Mortgage Debacle in USA
KTM Metro Reporter
How deep the Mortgage debacle hole in USA? This is anyone's guess. Subprime investments has sent shivers down many investors reaching as far as other side of the globe. Many investors seeking higher returns, knowingly or unknowingly, invested in assets which seems more secure than stocks. However, these seemingly low risk assets turned out to be risker. As borrowers were not able to make the payment to their loan (mortgage) that they took out to buy homes, they defaulted on their mortgage. Such is the case in most of the foreclosure homes. However, banks and investors were not able to recuperate the loan money due to falling prices of house. Therefore, they had to write down the loans that they could not recuperate.
Western banks are in liquidity crunch due to write down. The liquidity crunch is exasperated by unwillingness of banks to lend to each others. There is a trust issue as nobody is sure how much write downs that have not been announced in banks book. This fear of unknown amount of bad loans has caused banks to be too cautious in their lending practices even so that they are even not lend each other.
Asian banks have been seen playing a life saving role to western banks who are in liquidity crisis. In the mean time, stock price of most of the western banks are low providing an opportunity for Asian banks to buy western banks at a bargain price. UBS became the latest Western bank to get bought from the cash-rich East.
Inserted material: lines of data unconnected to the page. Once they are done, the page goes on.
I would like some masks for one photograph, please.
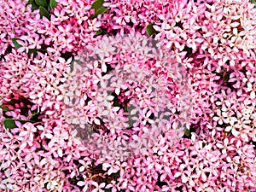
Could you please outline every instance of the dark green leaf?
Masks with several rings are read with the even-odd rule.
[[[36,3],[37,3],[37,5],[42,6],[42,7],[46,7],[47,6],[46,0],[36,0]]]
[[[3,112],[11,111],[11,109],[9,109],[8,108],[2,108],[2,107],[0,107],[0,108],[2,108],[2,110],[3,110]]]
[[[55,0],[49,0],[49,7],[51,8],[51,9],[55,9],[55,8],[56,8],[57,7],[57,3],[56,3],[56,1]]]
[[[39,8],[39,7],[38,7],[38,5],[36,4],[36,3],[33,2],[33,3],[32,3],[32,11],[38,9],[38,8]]]
[[[48,13],[48,11],[45,9],[45,8],[40,6],[39,7],[39,13],[41,17],[45,16],[47,19],[49,20],[49,14]]]
[[[18,44],[17,40],[20,40],[19,38],[12,38],[12,42],[15,48],[19,49],[20,47],[22,47],[20,44]]]
[[[104,0],[96,0],[92,4],[91,8],[95,9],[95,14],[92,15],[92,18],[97,17],[101,14],[104,14],[108,8],[103,6]]]
[[[156,33],[156,31],[154,30],[154,28],[153,27],[153,24],[150,23],[146,26],[146,32],[147,34],[150,37],[153,34]]]

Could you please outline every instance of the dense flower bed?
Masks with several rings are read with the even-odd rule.
[[[0,191],[256,191],[245,0],[0,0]]]

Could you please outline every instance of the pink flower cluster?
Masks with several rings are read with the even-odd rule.
[[[0,191],[256,191],[253,4],[26,3],[0,0]]]

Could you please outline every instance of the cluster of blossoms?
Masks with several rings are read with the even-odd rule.
[[[253,7],[0,0],[0,191],[255,192]]]

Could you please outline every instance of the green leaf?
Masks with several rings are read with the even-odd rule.
[[[22,47],[20,44],[18,44],[17,40],[20,40],[19,38],[12,38],[12,42],[15,48],[19,49],[20,47]]]
[[[46,0],[36,0],[36,3],[37,3],[37,5],[42,6],[42,7],[46,7],[47,6]]]
[[[189,130],[185,130],[185,136],[189,136],[190,135],[190,131]]]
[[[48,13],[48,11],[45,9],[45,8],[40,6],[39,7],[39,13],[41,17],[45,16],[47,19],[49,20],[49,14]]]
[[[3,110],[3,112],[11,111],[11,109],[9,109],[9,108],[3,108],[3,107],[0,107],[0,108],[2,108],[2,110]]]
[[[101,14],[104,14],[108,8],[103,6],[104,0],[96,0],[91,4],[91,8],[95,9],[95,14],[92,15],[92,19],[97,17]]]
[[[3,125],[6,129],[13,129],[17,127],[15,121],[20,121],[21,124],[25,124],[26,122],[35,123],[32,120],[21,120],[21,119],[5,119],[3,120]]]
[[[55,9],[57,7],[58,3],[55,0],[49,0],[49,7]]]
[[[147,34],[150,37],[153,34],[156,33],[156,31],[154,30],[154,28],[153,27],[153,24],[150,23],[146,26],[146,32]]]

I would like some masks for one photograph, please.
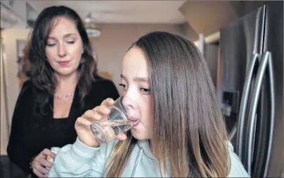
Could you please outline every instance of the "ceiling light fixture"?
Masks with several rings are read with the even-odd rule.
[[[91,12],[86,16],[84,21],[86,32],[90,37],[98,37],[101,35],[101,30],[94,23]]]

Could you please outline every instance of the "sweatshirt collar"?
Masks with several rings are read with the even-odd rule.
[[[150,148],[149,140],[138,140],[137,144],[148,158],[154,160],[156,160]]]

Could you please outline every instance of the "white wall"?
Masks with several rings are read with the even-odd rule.
[[[3,66],[3,55],[2,55],[2,46],[0,45],[0,55],[1,55],[1,155],[6,155],[6,148],[7,146],[8,134],[7,127],[7,113],[6,113],[6,103],[5,101],[5,87],[4,87],[4,66]]]
[[[99,24],[101,35],[91,39],[98,57],[98,70],[112,73],[112,80],[120,94],[121,66],[124,55],[130,45],[140,37],[154,30],[179,33],[184,35],[183,28],[177,25],[157,24]]]
[[[26,18],[27,18],[27,8],[26,8],[26,1],[14,1],[13,6],[10,6],[9,1],[1,1],[1,3],[4,4],[6,6],[11,8],[16,14],[22,18],[22,22],[13,25],[11,27],[13,28],[25,28],[26,27]],[[11,25],[5,24],[5,23],[1,22],[2,27],[10,27]]]
[[[17,79],[17,39],[27,39],[30,29],[4,29],[1,32],[1,42],[4,48],[3,58],[1,56],[1,154],[6,154],[6,148],[8,142],[7,133],[10,131],[11,117],[14,110],[15,104],[20,91]],[[4,83],[4,75],[2,67],[5,68],[5,80]],[[6,87],[5,101],[4,84]],[[7,107],[6,113],[5,107]],[[8,122],[7,123],[7,117]],[[7,128],[7,125],[8,127]]]

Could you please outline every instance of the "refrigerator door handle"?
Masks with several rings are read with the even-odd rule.
[[[256,77],[255,82],[255,87],[254,88],[252,97],[252,103],[250,106],[250,111],[249,111],[249,127],[248,127],[248,134],[247,134],[247,148],[246,149],[245,153],[245,167],[250,174],[252,173],[252,147],[253,147],[253,139],[254,139],[254,125],[256,123],[256,111],[257,108],[257,103],[259,99],[259,94],[261,91],[261,87],[262,80],[264,78],[264,75],[265,74],[265,71],[266,70],[267,65],[269,65],[269,82],[270,84],[270,90],[271,90],[271,120],[273,120],[271,122],[272,130],[270,130],[270,136],[272,136],[273,134],[273,120],[274,120],[274,85],[273,82],[273,70],[272,70],[272,61],[271,61],[271,54],[270,52],[265,52],[262,56],[259,64],[259,70],[257,72],[257,75]],[[272,139],[269,141],[270,152],[271,149],[271,144]],[[269,156],[266,158],[266,163],[269,161]],[[268,165],[266,165],[266,167]]]
[[[273,137],[274,132],[274,120],[275,120],[275,85],[274,85],[274,75],[273,75],[273,68],[272,64],[272,56],[269,53],[269,90],[270,90],[270,106],[271,106],[271,115],[270,115],[270,129],[269,129],[269,144],[267,147],[267,157],[265,162],[264,166],[264,177],[267,177],[268,169],[270,158],[271,157],[271,150],[273,144]]]
[[[238,118],[238,125],[235,125],[231,134],[229,135],[229,140],[231,141],[235,135],[238,127],[236,153],[238,154],[239,158],[242,158],[243,129],[250,89],[252,83],[252,75],[254,69],[255,68],[255,64],[257,61],[258,61],[259,58],[259,54],[258,53],[252,55],[251,58],[250,66],[247,70],[247,77],[245,77],[246,79],[245,82],[244,89],[243,90],[240,112]]]

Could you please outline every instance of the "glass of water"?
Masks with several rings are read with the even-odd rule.
[[[116,136],[128,131],[141,117],[139,106],[129,98],[124,98],[124,96],[118,98],[109,108],[110,113],[103,121],[94,122],[90,126],[99,143],[108,143]]]

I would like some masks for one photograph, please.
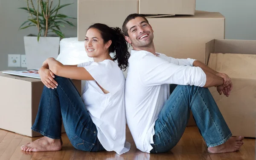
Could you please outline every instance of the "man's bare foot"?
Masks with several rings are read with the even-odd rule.
[[[209,147],[208,152],[211,153],[233,152],[238,151],[244,144],[244,137],[230,138],[224,143],[213,147]]]
[[[59,151],[61,149],[62,140],[44,137],[34,142],[26,143],[20,147],[26,152],[44,152]]]

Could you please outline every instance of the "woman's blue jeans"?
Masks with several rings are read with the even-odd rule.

UBS is selling a stake of more than 10 percent to investors from Singapore and the Middle East as it wrote down $10 billion more in mortgage-related assets. The two investors — the Government of Singapore Investment Corporation and an unidentified Middle East investor — will inject $9.7 billion and $1.8 billion, respectively, into the troubled Swiss bank.
Other big US bank, Citigroup, has been recently bought a stake of $7.5 billion by the Abu Dhabi Investment Authority, after Citigroup announced a fresh write down of $8 billion to $11 billion related to bad subprime investments.
UBS’s big write-down comes on top of a $3.7 billion charge in October, making it by far the biggest casualty of the American home-mortgage crisis among banks outside the United States. The emergence of white knights from Asia and the Middle East underscores the growing financial might of these countries.